In a pair of merging supermassive black holes found a new method to measure emptiness

(ORDO NEWS) — Three years ago, the first ever image of a black hole stunned the world. A black pit of nothingness surrounded by a fiery ring of light.

This iconic image of the black hole at the center of the Messier 87 galaxy comes from the Event Horizon Telescope, a global network of synchronized radio dishes that act as one giant telescope.

Now, a pair of researchers at Columbia University have come up with a potentially easier way to peer into the abyss.

Described in additional research in Physical Review Letters and Physical Review D, their imaging technique could allow astronomers to study black holes smaller than M87, a 6.5 billion sun-mass monster located 55 million light-years from our Milky Way.

The method has only two requirements. First, we need a pair of supermassive black holes that are in the process of merging. Secondly, you need to look at the couple almost at a side angle.

From this lateral vantage point, as one black hole passes in front of another, you should see a bright flash of light as the far black hole’s luminous ring is magnified by the black hole closest to you, a phenomenon known as gravitational lensing.

The lensing effect is well known, but the researchers found a hidden signal: a distinct dip in brightness corresponding to the black hole’s “shadow” from behind. This subtle decrease in brightness can last from hours to days, depending on how massive the black holes are and how closely intertwined their orbits are.

By measuring how long the blackout lasts, the researchers say, one can estimate the size and shape of the shadow cast by a black hole’s event horizon – a point from which there is no way out, from which nothing escapes, not even light.

“It took years and the enormous effort of dozens of scientists to image M87’s black holes at high resolution,” said Jordi Davelaar, PhD, PhD, from Columbia University and the Flatiron Institute’s Center for Computational Astrophysics.

“This approach only works for the largest and closest black holes – the pair at the center of M87 and possibly our own Milky Way.”

He added: “In our method, you measure the brightness of black holes over time, you don’t have to compute each object spatially. This signal must be found in many galaxies.”

The shadow of a black hole is both its most mysterious and informative feature. “This dark spot tells us about the size of the black hole, the shape of the space-time around it, and how matter falls into the black hole near its horizon,” said study co-author Zoltan Hyman, professor of physics at Columbia University.

The shadows of black holes may also hold the secret of the true nature of gravity, one of the fundamental forces of our universe. Einstein’s theory of gravity, known as general relativity, predicts the size of black holes.

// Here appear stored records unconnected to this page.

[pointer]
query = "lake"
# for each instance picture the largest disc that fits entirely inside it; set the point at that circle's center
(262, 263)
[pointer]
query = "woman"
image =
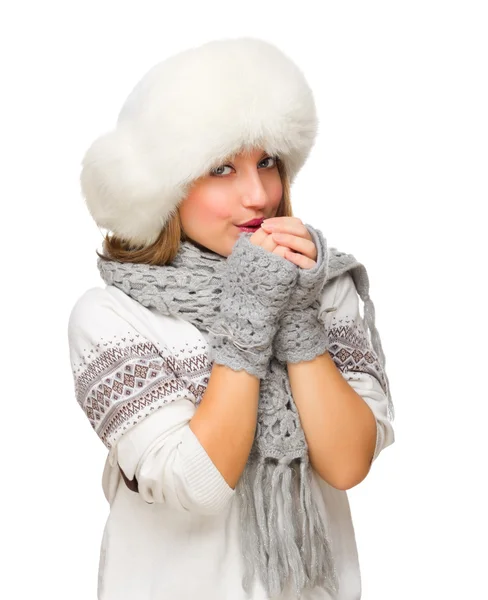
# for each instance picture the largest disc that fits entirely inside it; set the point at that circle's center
(225, 364)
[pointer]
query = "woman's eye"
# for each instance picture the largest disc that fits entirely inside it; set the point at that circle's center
(217, 171)
(269, 158)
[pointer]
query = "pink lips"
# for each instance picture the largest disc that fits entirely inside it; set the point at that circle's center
(253, 223)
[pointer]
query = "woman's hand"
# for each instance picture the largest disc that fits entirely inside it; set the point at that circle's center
(289, 238)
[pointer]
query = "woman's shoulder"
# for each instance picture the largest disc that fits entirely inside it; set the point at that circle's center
(107, 313)
(339, 296)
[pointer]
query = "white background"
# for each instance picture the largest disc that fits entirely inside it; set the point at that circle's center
(398, 177)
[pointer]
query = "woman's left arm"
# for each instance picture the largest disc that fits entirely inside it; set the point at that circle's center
(339, 397)
(339, 426)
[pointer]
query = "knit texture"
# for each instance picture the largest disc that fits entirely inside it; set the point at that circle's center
(291, 343)
(242, 301)
(255, 292)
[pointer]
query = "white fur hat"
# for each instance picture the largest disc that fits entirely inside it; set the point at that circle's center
(188, 115)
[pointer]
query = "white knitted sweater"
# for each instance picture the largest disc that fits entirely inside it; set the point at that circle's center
(177, 536)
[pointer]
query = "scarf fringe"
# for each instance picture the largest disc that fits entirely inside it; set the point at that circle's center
(289, 549)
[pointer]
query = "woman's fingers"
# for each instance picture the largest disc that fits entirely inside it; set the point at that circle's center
(297, 244)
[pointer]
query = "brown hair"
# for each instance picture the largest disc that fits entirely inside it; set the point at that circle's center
(165, 248)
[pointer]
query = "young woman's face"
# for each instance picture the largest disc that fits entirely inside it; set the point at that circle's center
(248, 187)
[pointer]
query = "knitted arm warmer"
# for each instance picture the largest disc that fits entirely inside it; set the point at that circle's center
(255, 291)
(301, 336)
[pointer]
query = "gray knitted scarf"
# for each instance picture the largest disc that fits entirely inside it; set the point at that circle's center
(277, 476)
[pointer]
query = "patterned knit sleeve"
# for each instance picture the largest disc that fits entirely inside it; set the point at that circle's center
(353, 353)
(138, 404)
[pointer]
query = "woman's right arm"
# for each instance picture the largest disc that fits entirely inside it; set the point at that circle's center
(225, 420)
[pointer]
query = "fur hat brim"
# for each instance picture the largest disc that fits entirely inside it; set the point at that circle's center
(187, 115)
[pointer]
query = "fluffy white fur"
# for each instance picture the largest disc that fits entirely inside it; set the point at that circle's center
(187, 115)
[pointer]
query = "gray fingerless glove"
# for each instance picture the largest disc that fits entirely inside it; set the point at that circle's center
(301, 336)
(256, 287)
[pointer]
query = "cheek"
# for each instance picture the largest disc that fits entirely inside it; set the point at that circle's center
(206, 209)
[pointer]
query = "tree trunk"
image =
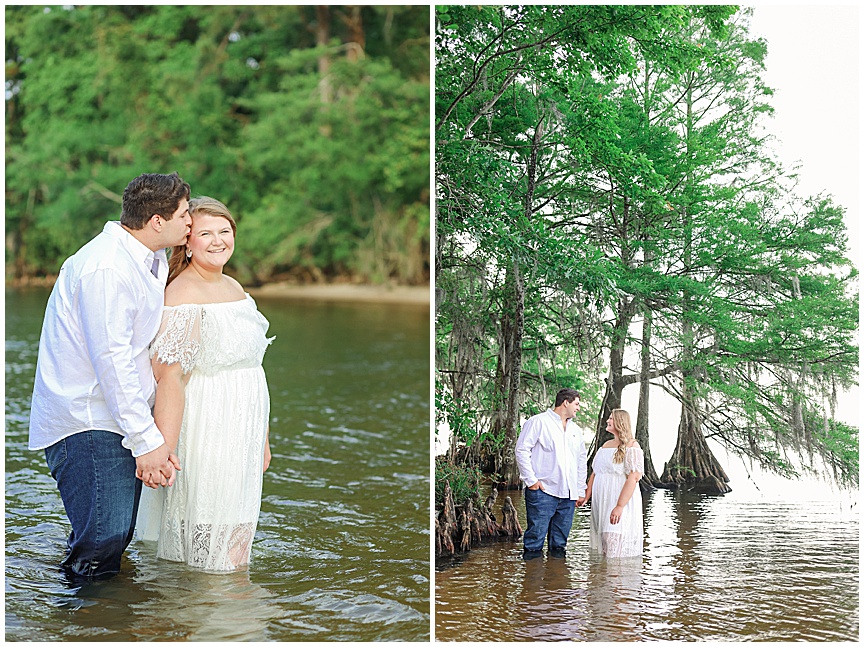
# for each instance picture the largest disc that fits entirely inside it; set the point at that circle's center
(356, 43)
(642, 436)
(692, 465)
(512, 329)
(322, 39)
(509, 375)
(615, 383)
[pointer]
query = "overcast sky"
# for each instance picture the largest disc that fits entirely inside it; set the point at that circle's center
(814, 66)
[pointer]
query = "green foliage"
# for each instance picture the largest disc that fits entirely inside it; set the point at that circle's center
(320, 149)
(464, 482)
(655, 193)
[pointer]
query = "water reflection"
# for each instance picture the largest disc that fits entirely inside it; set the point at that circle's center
(715, 568)
(552, 606)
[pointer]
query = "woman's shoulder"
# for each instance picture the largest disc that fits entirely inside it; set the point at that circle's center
(187, 289)
(181, 291)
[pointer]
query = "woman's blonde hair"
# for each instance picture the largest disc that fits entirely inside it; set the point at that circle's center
(621, 420)
(178, 261)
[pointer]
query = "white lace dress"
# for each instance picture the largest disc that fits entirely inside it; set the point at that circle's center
(208, 517)
(623, 539)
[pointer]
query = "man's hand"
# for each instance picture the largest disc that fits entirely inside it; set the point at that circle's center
(157, 467)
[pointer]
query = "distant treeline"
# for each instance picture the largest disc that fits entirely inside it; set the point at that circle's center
(310, 122)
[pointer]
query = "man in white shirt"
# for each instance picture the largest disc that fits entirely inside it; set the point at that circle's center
(94, 388)
(553, 463)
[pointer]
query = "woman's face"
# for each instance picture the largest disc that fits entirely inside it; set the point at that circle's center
(211, 241)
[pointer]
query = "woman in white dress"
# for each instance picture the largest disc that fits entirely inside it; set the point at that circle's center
(212, 403)
(613, 489)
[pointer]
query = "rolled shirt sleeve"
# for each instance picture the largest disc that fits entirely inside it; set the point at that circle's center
(107, 307)
(525, 443)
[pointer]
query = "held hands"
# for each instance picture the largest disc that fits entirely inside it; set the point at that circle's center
(267, 456)
(157, 467)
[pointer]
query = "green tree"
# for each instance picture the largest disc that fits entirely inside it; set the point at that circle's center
(229, 97)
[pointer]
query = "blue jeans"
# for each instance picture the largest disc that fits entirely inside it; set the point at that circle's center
(547, 516)
(96, 478)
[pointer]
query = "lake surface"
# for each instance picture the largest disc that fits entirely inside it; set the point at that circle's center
(342, 548)
(740, 567)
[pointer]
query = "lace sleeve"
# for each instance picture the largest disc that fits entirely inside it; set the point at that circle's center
(634, 460)
(179, 337)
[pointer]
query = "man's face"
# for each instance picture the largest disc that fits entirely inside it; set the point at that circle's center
(572, 408)
(176, 230)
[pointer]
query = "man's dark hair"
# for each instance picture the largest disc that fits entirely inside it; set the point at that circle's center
(149, 194)
(565, 395)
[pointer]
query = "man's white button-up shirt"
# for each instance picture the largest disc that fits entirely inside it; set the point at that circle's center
(93, 369)
(553, 455)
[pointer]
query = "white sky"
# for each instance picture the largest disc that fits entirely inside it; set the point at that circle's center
(814, 65)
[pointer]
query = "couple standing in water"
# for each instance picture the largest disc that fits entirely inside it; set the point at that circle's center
(553, 463)
(139, 384)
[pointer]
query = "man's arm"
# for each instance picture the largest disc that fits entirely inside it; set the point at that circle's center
(107, 312)
(167, 410)
(527, 439)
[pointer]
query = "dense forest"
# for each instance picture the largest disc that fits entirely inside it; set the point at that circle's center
(610, 214)
(310, 122)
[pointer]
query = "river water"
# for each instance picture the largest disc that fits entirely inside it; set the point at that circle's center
(745, 566)
(342, 548)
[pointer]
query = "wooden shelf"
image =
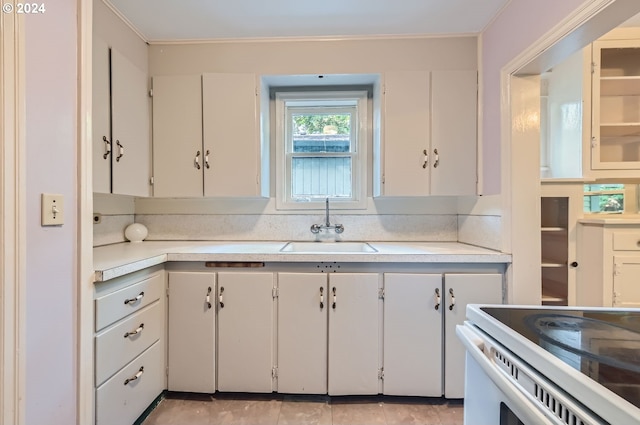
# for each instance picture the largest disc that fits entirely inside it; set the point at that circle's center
(552, 264)
(620, 131)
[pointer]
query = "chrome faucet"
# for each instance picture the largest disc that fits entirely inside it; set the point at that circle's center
(316, 228)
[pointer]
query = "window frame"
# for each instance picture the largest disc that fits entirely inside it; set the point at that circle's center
(284, 145)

So physicists are looking for them to test alternative theories of gravity, trying to reconcile two competing ideas about how nature works: Einstein’s general theory of relativity, which explains such large-scale phenomena as rotating planets and an expanding universe, and quantum physics, which explains how tiny particles , such as electrons and photons, can simultaneously be in several states.

Researchers became interested in flaring supermassive black holes after spotting a putative pair of supermassive black holes at the center of a distant galaxy in the early universe.

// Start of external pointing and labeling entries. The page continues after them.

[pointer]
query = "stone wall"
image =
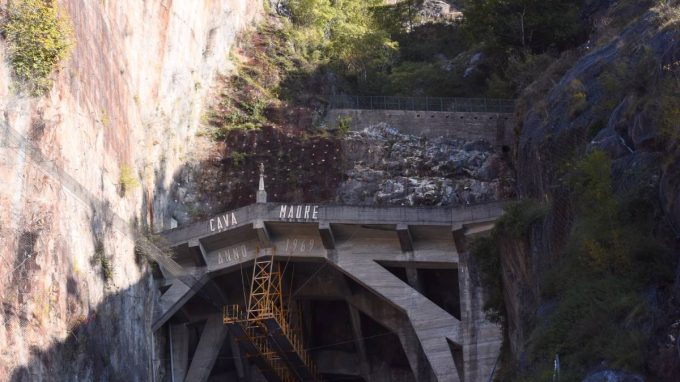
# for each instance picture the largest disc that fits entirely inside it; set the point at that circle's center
(496, 128)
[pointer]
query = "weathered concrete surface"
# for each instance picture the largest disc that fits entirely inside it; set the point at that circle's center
(438, 346)
(213, 335)
(432, 324)
(495, 128)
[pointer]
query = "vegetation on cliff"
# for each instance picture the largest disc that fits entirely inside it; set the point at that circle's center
(39, 36)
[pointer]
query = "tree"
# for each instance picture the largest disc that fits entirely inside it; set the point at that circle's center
(530, 25)
(344, 33)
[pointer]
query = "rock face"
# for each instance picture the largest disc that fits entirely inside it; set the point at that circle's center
(613, 376)
(376, 166)
(75, 300)
(630, 86)
(384, 167)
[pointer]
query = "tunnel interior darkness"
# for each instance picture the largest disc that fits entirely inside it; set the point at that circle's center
(319, 292)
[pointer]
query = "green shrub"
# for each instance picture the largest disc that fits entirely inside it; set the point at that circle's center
(343, 125)
(519, 217)
(578, 101)
(127, 179)
(99, 258)
(486, 256)
(238, 157)
(38, 37)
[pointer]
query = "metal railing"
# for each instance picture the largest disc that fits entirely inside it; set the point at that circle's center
(463, 105)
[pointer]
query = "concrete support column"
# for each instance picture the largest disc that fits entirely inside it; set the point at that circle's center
(179, 351)
(241, 364)
(208, 349)
(359, 341)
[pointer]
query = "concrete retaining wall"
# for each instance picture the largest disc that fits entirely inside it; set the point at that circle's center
(493, 127)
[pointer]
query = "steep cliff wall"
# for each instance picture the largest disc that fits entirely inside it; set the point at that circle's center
(616, 95)
(75, 300)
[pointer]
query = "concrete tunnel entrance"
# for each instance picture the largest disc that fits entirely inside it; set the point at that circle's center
(381, 294)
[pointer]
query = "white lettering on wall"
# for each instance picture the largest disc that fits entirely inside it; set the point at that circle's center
(299, 245)
(228, 255)
(299, 212)
(222, 222)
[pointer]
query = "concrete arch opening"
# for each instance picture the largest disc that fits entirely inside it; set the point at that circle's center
(383, 293)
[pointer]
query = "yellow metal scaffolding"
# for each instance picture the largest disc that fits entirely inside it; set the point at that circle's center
(269, 331)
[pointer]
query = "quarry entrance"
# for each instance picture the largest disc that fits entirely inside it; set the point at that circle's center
(283, 292)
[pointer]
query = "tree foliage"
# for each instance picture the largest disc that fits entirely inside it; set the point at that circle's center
(343, 33)
(39, 36)
(531, 25)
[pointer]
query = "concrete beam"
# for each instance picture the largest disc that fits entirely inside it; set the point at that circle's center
(327, 237)
(413, 280)
(179, 351)
(458, 233)
(405, 238)
(383, 312)
(432, 325)
(262, 233)
(208, 349)
(360, 215)
(199, 252)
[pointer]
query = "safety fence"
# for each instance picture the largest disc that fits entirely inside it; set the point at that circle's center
(463, 105)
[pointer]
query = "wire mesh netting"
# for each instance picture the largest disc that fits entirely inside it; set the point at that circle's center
(463, 105)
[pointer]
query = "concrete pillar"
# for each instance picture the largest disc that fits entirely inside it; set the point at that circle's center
(209, 345)
(359, 342)
(240, 362)
(179, 351)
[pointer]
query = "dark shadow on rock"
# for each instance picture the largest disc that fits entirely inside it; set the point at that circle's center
(112, 342)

NASA’s planet-finding Kepler Space Telescope scanned tiny dips in brightness corresponding to a planet passing in front of its host star. Instead, Kepler detected flashes of what Hyman and his colleagues claim is a pair of merging black holes.

They named the distant galaxy “Spikes” for the bursts of brightness caused by its supposed black holes magnifying each other with each complete rotation due to a lensing effect. To learn more about the outbreak, Hyman built a model with his co-author Davelaar.

However, they were puzzled when a pair of black holes they modeled produced an unexpected but periodic dip in brightness each time one orbited in front of the other. At first they thought it was a coding error. But further testing led them to believe the signal.

Looking for a physical mechanism to explain it, they realized that each dip in brightness corresponds exactly to the time it takes for the black hole closest to the viewer to pass in front of the shadow of the black hole behind.

The researchers are now looking for data from other telescopes to try to confirm the dip they saw in the Kepler data and to confirm that Spike is indeed the home of a pair of merging black holes.

If all is confirmed, then this method could be applied to several other putative pairs of merging supermassive black holes out of the 150 or so that have been seen so far and await confirmation.

With the advent of more powerful telescopes in the coming years, other possibilities may emerge. The Vera Rubin Observatory, due to open this year, targets more than 100 million supermassive black holes. Further exploration of black holes will become possible when NASA’s LISA gravitational wave detector is launched into space in 2030.

“Even if only a tiny fraction of these black hole binaries have the right conditions to measure our proposed effect, we should be able to find many such black hole dips,” Davelaar said.